Congist'26: Interdisciplinary Perspectives on Crisis, İstanbul, Türkiye, 13 - 15 Mayıs 2026, (Yayınlanmadı)

  • Yayın Türü: Bildiri / Yayınlanmadı
  • Basıldığı Şehir: İstanbul
  • Basıldığı Ülke: Türkiye
  • Manisa Celal Bayar Üniversitesi Adresli: Evet

Özet

William Shakespeare’s "Macbeth" plays a crucial role in reflecting the gender and moral norms of the Elizabethan Age, in which it was written and staged. Through a textual analysis of gender and moral crisis as intertwined dynamics in the light of Butler’s concept of performativity, which suggests that gender is not innate, but constructed through performative norms socially imposed on the individual, this study seeks to explore how Lady Macbeth and Macbeth navigate a gender crisis by destabilizing heteronormativity in their society in order to numb their moral crisis. Though Lady Macbeth displays no explicit political ambition, a choice visible in the absence of any discursive sign of her doing so, she wishes to expedite the realization of the prophecies telling her husband’s future reign. To avoid moral crisis due to the regicide, she desires a gender-neutral form emancipated from all those behavioural and psychological characteristics of femininity, especially those determined by the gender norms of the period.
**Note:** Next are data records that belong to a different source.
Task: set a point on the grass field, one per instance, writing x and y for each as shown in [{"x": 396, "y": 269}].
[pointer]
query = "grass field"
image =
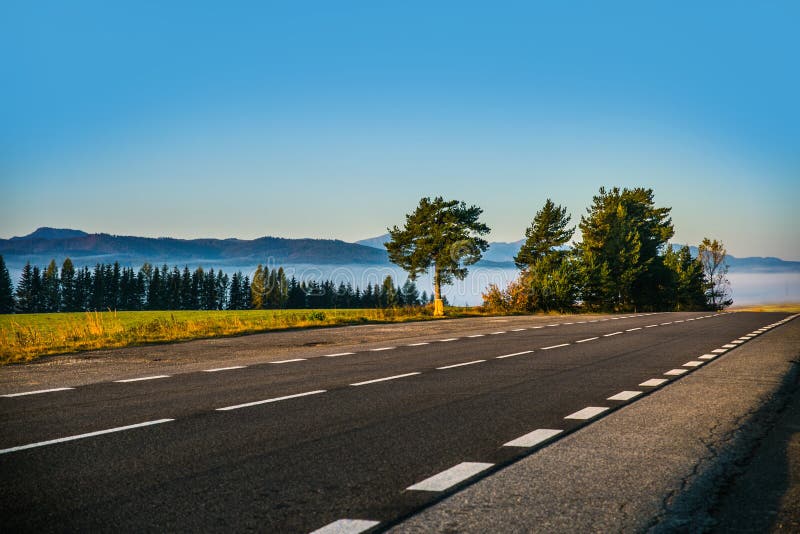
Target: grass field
[{"x": 25, "y": 337}]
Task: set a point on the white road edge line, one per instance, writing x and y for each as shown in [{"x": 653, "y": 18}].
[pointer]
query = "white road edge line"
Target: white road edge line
[
  {"x": 459, "y": 365},
  {"x": 533, "y": 438},
  {"x": 347, "y": 526},
  {"x": 514, "y": 354},
  {"x": 34, "y": 392},
  {"x": 266, "y": 401},
  {"x": 81, "y": 436},
  {"x": 217, "y": 369},
  {"x": 451, "y": 477},
  {"x": 141, "y": 378},
  {"x": 587, "y": 413},
  {"x": 384, "y": 379}
]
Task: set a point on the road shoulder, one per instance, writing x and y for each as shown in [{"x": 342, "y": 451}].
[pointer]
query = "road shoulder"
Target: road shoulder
[{"x": 659, "y": 464}]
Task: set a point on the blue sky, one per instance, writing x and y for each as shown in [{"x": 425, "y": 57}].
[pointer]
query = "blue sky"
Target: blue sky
[{"x": 332, "y": 119}]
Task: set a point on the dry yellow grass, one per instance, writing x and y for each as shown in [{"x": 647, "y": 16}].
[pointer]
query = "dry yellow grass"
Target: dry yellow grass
[{"x": 29, "y": 336}]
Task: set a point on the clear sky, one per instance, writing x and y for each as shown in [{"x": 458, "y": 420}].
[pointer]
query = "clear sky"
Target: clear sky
[{"x": 332, "y": 119}]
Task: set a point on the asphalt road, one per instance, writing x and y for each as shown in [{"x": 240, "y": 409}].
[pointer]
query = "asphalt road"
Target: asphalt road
[{"x": 368, "y": 433}]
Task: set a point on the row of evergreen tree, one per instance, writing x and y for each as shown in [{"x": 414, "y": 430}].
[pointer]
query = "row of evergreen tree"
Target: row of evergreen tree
[{"x": 114, "y": 287}]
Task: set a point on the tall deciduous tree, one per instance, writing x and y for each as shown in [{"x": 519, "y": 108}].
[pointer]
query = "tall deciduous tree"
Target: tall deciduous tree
[
  {"x": 623, "y": 232},
  {"x": 548, "y": 231},
  {"x": 441, "y": 234},
  {"x": 712, "y": 255},
  {"x": 7, "y": 302}
]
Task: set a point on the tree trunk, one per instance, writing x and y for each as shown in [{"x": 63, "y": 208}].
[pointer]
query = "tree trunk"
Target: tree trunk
[{"x": 438, "y": 305}]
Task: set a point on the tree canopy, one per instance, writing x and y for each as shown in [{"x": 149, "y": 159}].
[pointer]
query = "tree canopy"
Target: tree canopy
[
  {"x": 441, "y": 234},
  {"x": 547, "y": 232}
]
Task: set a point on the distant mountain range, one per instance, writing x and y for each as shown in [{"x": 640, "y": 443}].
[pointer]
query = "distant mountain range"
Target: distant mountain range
[{"x": 45, "y": 244}]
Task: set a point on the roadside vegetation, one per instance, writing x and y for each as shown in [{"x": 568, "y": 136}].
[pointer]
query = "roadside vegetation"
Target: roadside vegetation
[{"x": 25, "y": 337}]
In addition, she manipulates her husband by establishing a link between the act of killing and masculinity. Whenever Macbeth questions the moral dimensions of regicide, she constantly questions his masculine identity and accuses him of not behaving like a man, weaponizing gender performativity to stimulate him. Macbeth’s act of murder to fulfil the demands of masculine performance imposed by his wife at the cost of moral integrity makes him ironically go beyond the most important gender role, honour, imposed by society, as regicide is morally unacceptable due to the King’s role as an entity of God on Earth in the beliefs of the Elizabethan monarchical order. In the play, the Macbeth couple reveals gender crisis to override their moral crisis, which dominantly affects the trajectory of the tragedy. Thus, both gender crisis and moral crisis appear to be more than peripheral thematic concerns, playing a central role in the formation of the characters’ hamartia.